De même, le blogueur, militant de la liberté d’expression et fondateur de Bahrain Online, Ali Abdulemam, a été pris pour cible et harcelé par le gouvernement en raison de son activité en ligne. Il a été condamné par contumace à 15 ans de prison, après avoir été contraint de se cacher et de fuir le pays. Ces exemples d’accusations arbitraires et de censure gouvernementale musclée montrent que Bahreïn n’a aucunement l’intention d’autoriser la liberté d’expression ou la protestation pacifique en ligne.
La répression du gouvernement bahreïni contre la liberté d’expression en ligne viole de nombreuses lois nationales et internationales. La Constitution de Bahreïn protège la liberté d’expression et la liberté de la presse, ainsi que les communications en ligne et hors ligne, à quelques exceptions près. Les autorités ont depuis clairement indiqué que ces exceptions incluent tout discours considéré comme critique à l’égard du gouvernement, qu’il mette ou non en danger la sécurité d’autres citoyens. En outre, l’article 19 de la Déclaration universelle des droits de l’homme garantit la liberté d’expression et d’opinion de chacun, ainsi que le droit de partager des informations et des idées par tout moyen. De même, l’article 19 du Pacte international relatif aux droits civils et politiques, que Bahreïn a ratifié, protège également le droit à la liberté d’expression et au partage d’informations par tout moyen. Ainsi, la persécution par Bahreïn de ses citoyens exerçant leurs droits fondamentaux constitue une violation directe de ses propres engagements nationaux et internationaux.

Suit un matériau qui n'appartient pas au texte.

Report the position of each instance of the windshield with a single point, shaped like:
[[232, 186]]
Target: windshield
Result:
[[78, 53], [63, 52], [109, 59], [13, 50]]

Il est devenu évident qu’aucun espace à Bahreïn, pas même en ligne, n’est sûr pour ceux qui expriment pacifiquement leurs opinions, défendent les droits humains ou critiquent le gouvernement. Ce dernier surveille et censure régulièrement les réseaux sociaux, et ceux qui enfreignent la réglementation des médias et les lois antiterroristes formulées en termes vagues peuvent être condamnés à des années de prison. Ces restrictions sévères de la liberté d’expression viennent s’ajouter à d’autres violations flagrantes des droits humains perpétrées par le gouvernement bahreïni, qui révèlent que, contrairement à ce qu’il prétend, il n’a aucune intention de respecter les conventions internationales relatives aux droits humains. En éliminant pratiquement toute dissidence pacifique, le gouvernement autoritaire de Bahreïn s’assure qu’il conservera toujours un contrôle absolu sur le processus politique et qu’il échappera à toute responsabilité pour ses violations des droits humains.